HAIBIN WU was born in Harbin, China, in 1977.He received the B.S. and M.S. degrees from the Harbin Institute of Technology, Harbin, China, in 2000 and 2002, respectively, and the Ph. D. degree in measuring and testing technologies and instruments from the Harbin University of Science and Technology, Harbin, in 2008.From 2009 to 2012, he held a post doctor with the Key Laboratory of Underwater Robot, Harbin Engineering University. From2014 to 2015, he was a Visiting Scholar with the Robot Perception and Action Laboratory, University of South Florida. He serves as the Vice Chairman of the Electromagnetic Measurement Information Processing Instrument Branch of the China Instrumentation Society, the Vice Chairman of the Heilongjiang Instrumentation Society, and the Director of the Heilongjiang Key Laboratory of Laser Spectroscopy Technology and Applications. His main research areas include machine vision, visual detection and image processing, and medical virtual reality. He has led multiple projects such as the National Natural Science Foundation of China, published over 140 papers on journals and international conferences, and published three academic works.
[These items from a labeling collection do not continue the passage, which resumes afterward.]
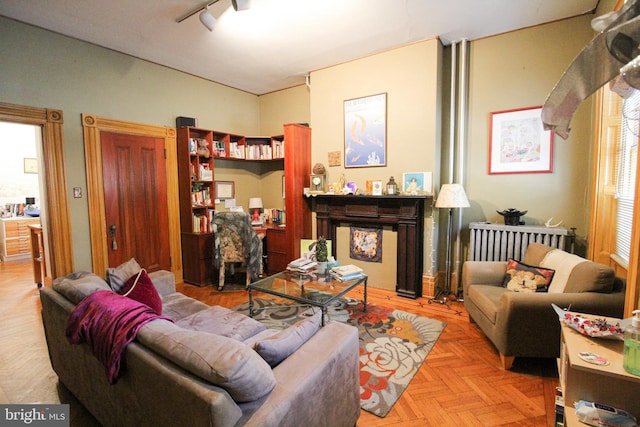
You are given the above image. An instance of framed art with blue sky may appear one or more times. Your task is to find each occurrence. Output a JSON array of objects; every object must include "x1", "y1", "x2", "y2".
[{"x1": 344, "y1": 93, "x2": 387, "y2": 168}]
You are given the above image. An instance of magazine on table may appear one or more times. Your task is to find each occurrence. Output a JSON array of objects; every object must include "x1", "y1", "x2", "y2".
[{"x1": 330, "y1": 264, "x2": 364, "y2": 282}]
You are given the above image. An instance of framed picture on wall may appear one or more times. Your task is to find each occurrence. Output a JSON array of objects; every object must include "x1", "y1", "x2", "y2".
[
  {"x1": 344, "y1": 93, "x2": 387, "y2": 168},
  {"x1": 402, "y1": 172, "x2": 433, "y2": 196},
  {"x1": 489, "y1": 107, "x2": 553, "y2": 174},
  {"x1": 216, "y1": 181, "x2": 236, "y2": 200}
]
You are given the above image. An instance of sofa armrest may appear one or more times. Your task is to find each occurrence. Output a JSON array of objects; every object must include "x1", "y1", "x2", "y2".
[
  {"x1": 462, "y1": 261, "x2": 507, "y2": 298},
  {"x1": 149, "y1": 270, "x2": 176, "y2": 297},
  {"x1": 238, "y1": 322, "x2": 360, "y2": 427},
  {"x1": 495, "y1": 292, "x2": 624, "y2": 357}
]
Application of Deep Learning and Implicit Representation in 3D Reconstruction and Augmented Reality Display of MIS Images
The most significant work in implementing the AR framework in MIS is to provide the global 3D visualization of the entire surgical scene. The researchers have introduced visual SLAM into the MIS scene to achieve endoscopic tracking and 3D modelling of the luminal scene, thus establishing a solid foundation for augmented reality visualization in surgical navigation systems. This report is oriented towards the demand for augmented reality display of 3D reconstruction of MIS images, based on a comprehensive analysis of existing deep learning and scene representation technologies. It delves into the core issues encountered in the practical process of 3D reconstruction of MIS images under traditional SLAM systems. The research content covers the extraction of a new type of internal cavity feature system based on deep learning, the application of monocular depth estimation in internal cavity scenes, the construction of a VD-SLAM system framework, the introduction and optimization of implicit representation technology, and the development of interactive projection display functions. The overarching objective of these studies is to address the challenges posed by unknown environments and scales, limited annotation data for endoscopic reconstruction, and suboptimal reconstruction outcomes. By progressively attaining detailed reconstruction of endoscopic scenes and augmented reality visualization, the research provides medical professionals with feedback on the depth of the endoscope and facilitates informed decision-making. Finally, this report conducts a comprehensive discussion and forward-looking analysis of the future prospects and challenges of augmented reality surgical navigation systems.